In 1989, an-Nahda candidates made a strong showing in national elections. Soon after, the group was blamed for clashes with security forces, sporadic violence against government institutions, and plotting violent overthrow of the government. The government arrested tens of thousands of people through 1992 on charges of belonging to an-Nahda or plotting attacks in Tunisia.
"The regime depicted an-Nahda as being this brutal, Islamist force of crazies in order to get support of a pretty progressive middle class against it," says Clement Henry, a professor of political science and political economy at the University of Texas who says he has been banned from Tunisia for writing a critical article of President Zine el-Abidine Ben Ali.
"Many people had joined an-Nahda as an alternative to the regime as it became increasingly repressive," he said.
Tunisia's approach to Islamists raises questions for governments and political Islam that are echoed across the rest of North Africa. "Is it able to endorse secular regulations and rules of law? Is the secular leadership homogenous enough and strong to resist to an Islamic uprising? Would it be an invitation to danger or would it be a credible and reliable step toward a liberal system? These questions are on the spot and in debate," wrote Hamadi Redissi, University of Tunis political science professor, in an e-mailed response to questions.

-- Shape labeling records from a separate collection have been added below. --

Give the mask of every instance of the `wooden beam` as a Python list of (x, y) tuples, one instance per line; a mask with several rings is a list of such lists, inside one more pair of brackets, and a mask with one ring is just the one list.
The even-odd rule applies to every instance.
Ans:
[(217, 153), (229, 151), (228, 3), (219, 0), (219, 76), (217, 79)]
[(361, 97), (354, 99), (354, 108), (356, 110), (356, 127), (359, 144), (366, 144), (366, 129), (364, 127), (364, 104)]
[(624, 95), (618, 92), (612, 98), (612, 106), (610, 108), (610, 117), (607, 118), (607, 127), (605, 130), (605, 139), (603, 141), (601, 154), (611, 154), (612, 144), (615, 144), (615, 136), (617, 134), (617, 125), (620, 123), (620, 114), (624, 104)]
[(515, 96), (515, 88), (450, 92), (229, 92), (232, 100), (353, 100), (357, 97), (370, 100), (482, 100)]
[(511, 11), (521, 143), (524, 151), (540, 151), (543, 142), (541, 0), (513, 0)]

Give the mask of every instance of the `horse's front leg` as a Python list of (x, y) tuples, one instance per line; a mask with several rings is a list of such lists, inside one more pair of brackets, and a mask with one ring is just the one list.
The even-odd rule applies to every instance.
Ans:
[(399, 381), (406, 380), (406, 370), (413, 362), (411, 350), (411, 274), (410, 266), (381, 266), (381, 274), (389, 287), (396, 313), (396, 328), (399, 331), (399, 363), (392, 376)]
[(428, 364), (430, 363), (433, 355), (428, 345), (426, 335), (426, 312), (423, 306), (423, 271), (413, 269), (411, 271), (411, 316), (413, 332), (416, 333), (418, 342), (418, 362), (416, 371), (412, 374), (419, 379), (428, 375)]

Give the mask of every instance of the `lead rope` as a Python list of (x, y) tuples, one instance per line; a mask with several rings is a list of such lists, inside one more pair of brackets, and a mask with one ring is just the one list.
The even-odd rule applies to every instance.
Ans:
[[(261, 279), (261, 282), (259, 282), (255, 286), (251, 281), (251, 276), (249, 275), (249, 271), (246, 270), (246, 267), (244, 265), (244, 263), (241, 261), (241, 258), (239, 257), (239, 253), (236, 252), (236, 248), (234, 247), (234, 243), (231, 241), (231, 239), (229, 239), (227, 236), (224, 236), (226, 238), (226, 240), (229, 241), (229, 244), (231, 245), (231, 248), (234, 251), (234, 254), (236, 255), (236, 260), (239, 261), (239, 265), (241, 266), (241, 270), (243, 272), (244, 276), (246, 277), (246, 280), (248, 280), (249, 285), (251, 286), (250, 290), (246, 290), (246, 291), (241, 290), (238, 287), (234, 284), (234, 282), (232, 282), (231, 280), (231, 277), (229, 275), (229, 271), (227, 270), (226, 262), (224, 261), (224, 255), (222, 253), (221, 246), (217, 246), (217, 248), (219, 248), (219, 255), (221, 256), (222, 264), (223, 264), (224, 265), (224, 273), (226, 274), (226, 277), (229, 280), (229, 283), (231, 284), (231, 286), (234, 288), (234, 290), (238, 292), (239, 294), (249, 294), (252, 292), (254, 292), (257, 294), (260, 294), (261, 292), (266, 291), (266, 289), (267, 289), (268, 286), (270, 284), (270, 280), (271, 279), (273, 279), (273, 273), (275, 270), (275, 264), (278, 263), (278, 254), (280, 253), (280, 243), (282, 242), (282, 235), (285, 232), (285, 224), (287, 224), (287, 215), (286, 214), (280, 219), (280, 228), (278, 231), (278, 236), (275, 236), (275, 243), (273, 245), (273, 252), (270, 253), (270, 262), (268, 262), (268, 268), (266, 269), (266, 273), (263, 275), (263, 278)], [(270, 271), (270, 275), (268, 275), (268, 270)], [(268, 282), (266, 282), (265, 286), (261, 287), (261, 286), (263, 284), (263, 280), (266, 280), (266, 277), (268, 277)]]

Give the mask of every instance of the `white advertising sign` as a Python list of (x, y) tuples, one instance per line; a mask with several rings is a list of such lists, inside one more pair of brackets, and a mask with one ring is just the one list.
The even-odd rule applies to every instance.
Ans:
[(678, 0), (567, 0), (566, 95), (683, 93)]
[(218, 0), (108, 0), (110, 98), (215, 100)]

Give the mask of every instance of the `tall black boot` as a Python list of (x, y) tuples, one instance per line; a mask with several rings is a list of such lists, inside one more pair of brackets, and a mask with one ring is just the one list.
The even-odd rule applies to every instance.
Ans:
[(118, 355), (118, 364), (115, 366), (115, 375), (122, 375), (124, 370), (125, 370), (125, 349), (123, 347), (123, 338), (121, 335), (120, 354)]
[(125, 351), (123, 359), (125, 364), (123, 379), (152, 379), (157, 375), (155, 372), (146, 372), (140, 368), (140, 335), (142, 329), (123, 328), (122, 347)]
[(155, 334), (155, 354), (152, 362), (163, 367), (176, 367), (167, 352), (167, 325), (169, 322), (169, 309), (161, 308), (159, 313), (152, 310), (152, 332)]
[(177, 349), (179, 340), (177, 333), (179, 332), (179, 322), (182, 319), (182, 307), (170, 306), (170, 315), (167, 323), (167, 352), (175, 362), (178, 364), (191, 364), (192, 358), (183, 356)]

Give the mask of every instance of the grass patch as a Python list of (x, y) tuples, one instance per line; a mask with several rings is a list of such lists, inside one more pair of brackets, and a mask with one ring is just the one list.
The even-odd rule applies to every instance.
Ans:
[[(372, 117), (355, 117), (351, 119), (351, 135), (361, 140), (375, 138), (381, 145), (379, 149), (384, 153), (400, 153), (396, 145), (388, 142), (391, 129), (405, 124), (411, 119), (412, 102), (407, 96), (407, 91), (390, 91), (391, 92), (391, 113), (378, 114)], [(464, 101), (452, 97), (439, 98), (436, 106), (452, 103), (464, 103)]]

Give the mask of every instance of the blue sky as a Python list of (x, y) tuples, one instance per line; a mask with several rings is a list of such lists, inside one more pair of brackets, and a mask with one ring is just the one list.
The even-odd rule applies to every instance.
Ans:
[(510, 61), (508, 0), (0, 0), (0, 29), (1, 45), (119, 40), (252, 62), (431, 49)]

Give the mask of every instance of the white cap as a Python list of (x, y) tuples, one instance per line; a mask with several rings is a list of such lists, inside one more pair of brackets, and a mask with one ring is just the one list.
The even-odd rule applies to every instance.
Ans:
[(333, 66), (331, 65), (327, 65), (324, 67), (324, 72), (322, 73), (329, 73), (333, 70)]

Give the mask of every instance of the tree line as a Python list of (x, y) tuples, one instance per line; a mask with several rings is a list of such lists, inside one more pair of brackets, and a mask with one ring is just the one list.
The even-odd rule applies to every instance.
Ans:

The emerging group of young Islamists has indeed learned from their predecessors. For one, their ambitions are far humbler.
"I'm not asking to be president or anything. I just ask to [practice] my Islamic beliefs, to have a beard, and pray [so] I would satisfy my god," says Omar Rached.
Mr. Rached is part of a group the government sentenced in 2004 to 19 years in prison on charges of downloading instructions on bombmaking and waging armed jihad from the Internet. Human rights groups said the trials were unfair. The six young men in jail were freed in 2006.
The government says it still believes the men are dangerous and that terrorism is a lurking threat, warranting its tactics, which many considered heavy-handed. Indeed, in December and January 2008, shootouts outside Tunis between government forces and militants jarred the normally quiet country.
The government said they were "terrorists" and made sweeping arrests in the aftermath. An anonymous Tunisian official said one of the six men freed in 2006 ended up fighting with the militant Islamist Islamic Courts movement that briefly took power in Somalia last year.